North Bay Business Journal asked 2019 Women in Business Awards winner Andrea Biagi Bailey to fill us in on her background, responsibilities and community involvement, and insights into what makes her a notable professional in the region.
Professional background: Transportation Manager (Can Division), Warehouse Manager (Can Division & Napa Wine), Sales Manager (US)
Education: CSU Chico, bachelor of science in health science, minor is business administration.
Staff: 10 direct reports
Tell us about yourself and your company: Biagi Bros is a family-owned and operated nationwide logistics company. We have 30 locations in 13 states providing transportation and warehousing. When I started at Biagi, full time in 1995 we had five locations in four states.
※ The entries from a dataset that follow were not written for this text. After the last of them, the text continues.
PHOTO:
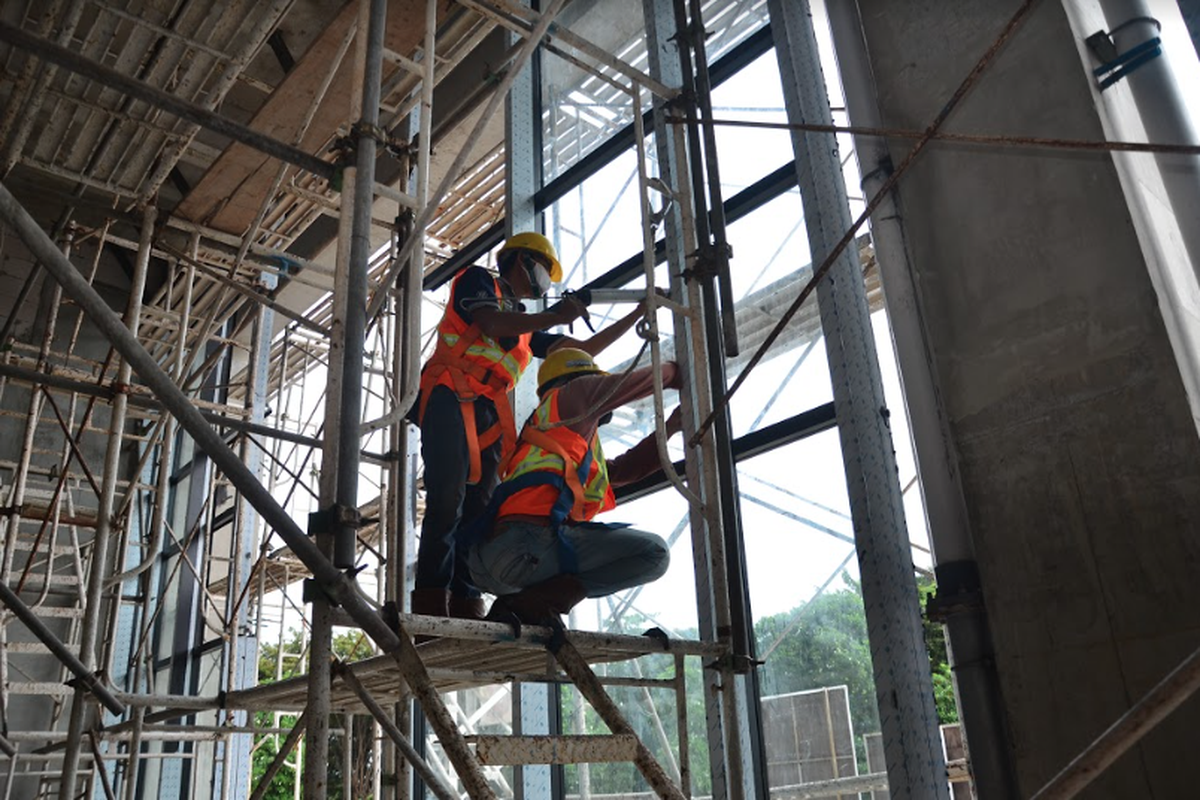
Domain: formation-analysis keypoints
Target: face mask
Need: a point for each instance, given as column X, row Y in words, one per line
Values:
column 539, row 278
I’m honored to have been afforded the opportunity to work with my family over the past 25 years, continuing what my father and uncle started 30+ years ago, helping to grow the business into what it is today and to continue working towards future growth and success.
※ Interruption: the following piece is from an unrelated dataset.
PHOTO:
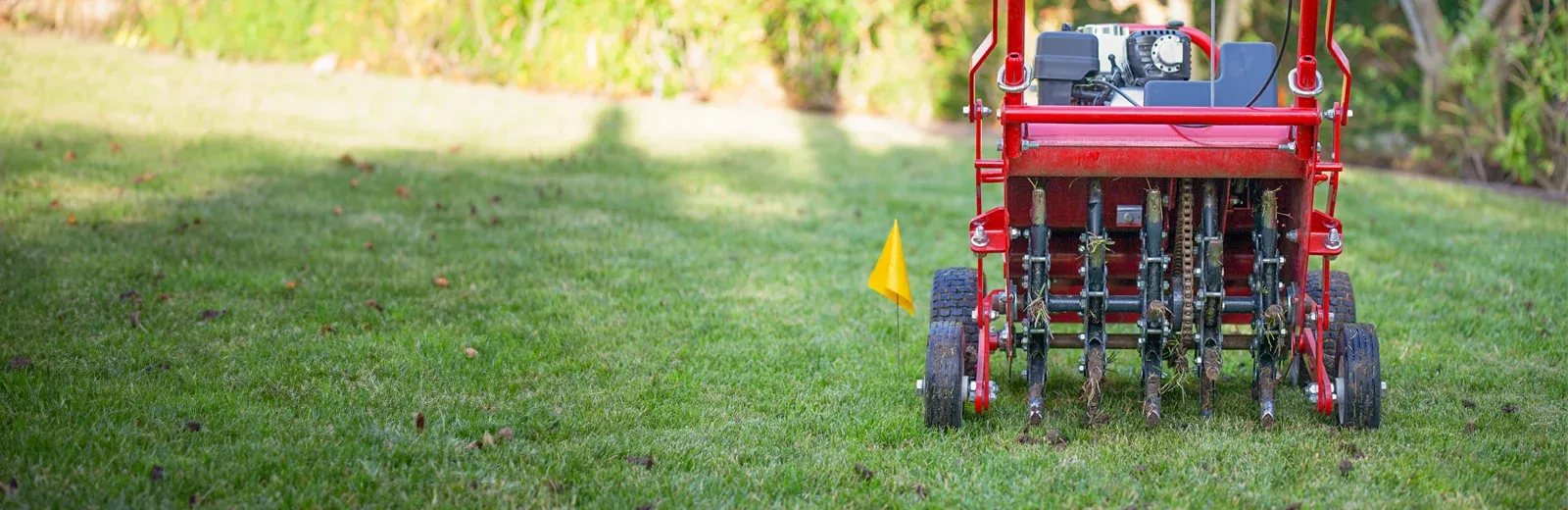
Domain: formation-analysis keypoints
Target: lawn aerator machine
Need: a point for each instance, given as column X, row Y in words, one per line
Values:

Is there a major accomplishment in the past year or so that you would like to share?
None of my accomplishments are mine alone. But negotiating five service contracts in five separate locations with the same customer for additional five-year term totaling approx. $150 million in revenue was a major accomplishment which I lead.
What is the achievement you are most proud of?
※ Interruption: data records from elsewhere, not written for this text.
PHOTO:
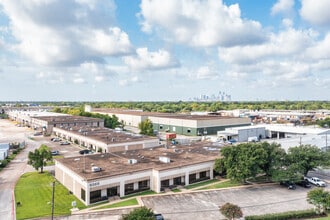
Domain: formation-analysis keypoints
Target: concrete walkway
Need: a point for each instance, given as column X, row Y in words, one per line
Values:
column 12, row 172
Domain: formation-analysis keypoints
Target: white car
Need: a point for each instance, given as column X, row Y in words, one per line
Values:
column 316, row 181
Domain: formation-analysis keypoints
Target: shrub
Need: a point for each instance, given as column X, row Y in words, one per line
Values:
column 285, row 215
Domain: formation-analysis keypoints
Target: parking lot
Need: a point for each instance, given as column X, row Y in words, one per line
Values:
column 69, row 150
column 254, row 200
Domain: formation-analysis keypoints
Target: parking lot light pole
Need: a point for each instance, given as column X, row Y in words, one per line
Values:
column 53, row 195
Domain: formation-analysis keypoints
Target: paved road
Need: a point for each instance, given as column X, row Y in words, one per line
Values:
column 205, row 205
column 8, row 176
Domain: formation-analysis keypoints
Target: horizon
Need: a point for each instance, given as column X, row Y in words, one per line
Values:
column 174, row 50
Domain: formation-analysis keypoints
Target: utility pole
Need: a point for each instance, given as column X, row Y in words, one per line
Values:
column 53, row 200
Being a part of a successful multi-generational business. I do not take credit for this alone but certainly something I am proud of.
What is your biggest challenge today?
Keeping the family feel of our business as we continue to grow.
As a successful female professional, what were the biggest obstacles you faced and how did you overcome them?
Being a woman in a male-dominated industry. Like most women, I faced being the only woman in a meeting, at a conference table etc… But it didn’t and does not discourage me or make me bitter. I’ve learned to navigate the male infested waters without being label a bitch. I’ve spent years listening (not always needing to talk), and carefully choosing my battles (not allowing emotions to decide). And as a result I hope I’m respected by my male peers.
How do you think your profession will change in the next five years?
I think there will be more women in logistics. In the last 25 years I have seen more and more women in my industry. And not just at my level. When I started 25 years ago we had zero female forklift drivers at Biagi. Today 14% of our forklift drivers are female. Change is good!
Who was your most important mentor?
Janis Stradley, VP of Logistics Constellation Brands – Beer Div (retired).
When I was a warehouse manager in LA in 1995 Janis was my customer. There were some service issues and during the course of our meeting I was so upset I cried. At 23 years old I didn’t understand business relationships. And could not understand why this fellow woman (my “sister” in business) was criticizing me.
Over the next 20 years I learned so much from her. Work hard play/hard is my favorite lesson but the most important lesson she taught me is that you can foster some amazing friendships in your career but business is business…its okay to be emotional but never let them see you cry.